# Differentiation equations with a power tower

I'm given that $$x^{{mx}^{mx}...} = y^{{my}^{my}...}$$

I should find $$\frac {dy}{dx}$$.

How do I start? Is there any way to simplify this? For example, do the extra exponents stop mattering after some point (in the same, can we say something like: this is only true if $$x = y$$? (I'm just guessing -- I'm not really claiming that this is the case).

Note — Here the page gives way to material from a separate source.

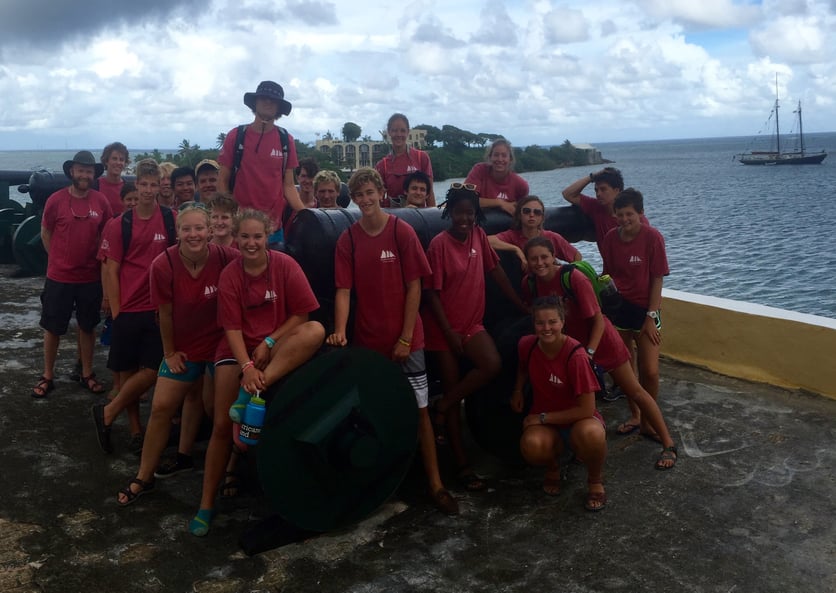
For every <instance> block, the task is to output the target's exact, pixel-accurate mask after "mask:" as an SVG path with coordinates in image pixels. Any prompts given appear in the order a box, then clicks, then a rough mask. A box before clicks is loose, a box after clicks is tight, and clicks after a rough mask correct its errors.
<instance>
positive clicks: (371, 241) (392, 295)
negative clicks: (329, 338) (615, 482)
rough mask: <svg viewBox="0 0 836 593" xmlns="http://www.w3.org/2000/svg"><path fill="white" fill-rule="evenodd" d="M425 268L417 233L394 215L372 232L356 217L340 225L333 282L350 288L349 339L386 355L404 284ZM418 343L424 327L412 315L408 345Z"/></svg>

As it is an infinite series, inserting of deleting a term doesn't make any difference.

So,

$$x^{{mx}^{mx}...} = y^{{my}^{my}...}$$

$$(x^{{m)x}^{mx}...} = (y^{{m)y}^{my}...}$$

Taking $$log$$ on both sides

$$log[(x^{{m)x}^{mx}...}] = log[(y^{{m)y}^{my}...}]$$

$$x^{mx^{mx...}}log[x^m] = y^{my^{my...}}log[y^m]$$

As, $$x^{{mx}^{mx}...} = y^{{my}^{my}...}$$, cancelling it from both sides,

$$log[x^m] = log[y^m]$$

$$mlog(x) = mlog(y)$$

$$log(x) = log(y)$$

$$x = y$$

Thus, $$\frac{dy}{dx} = 1$$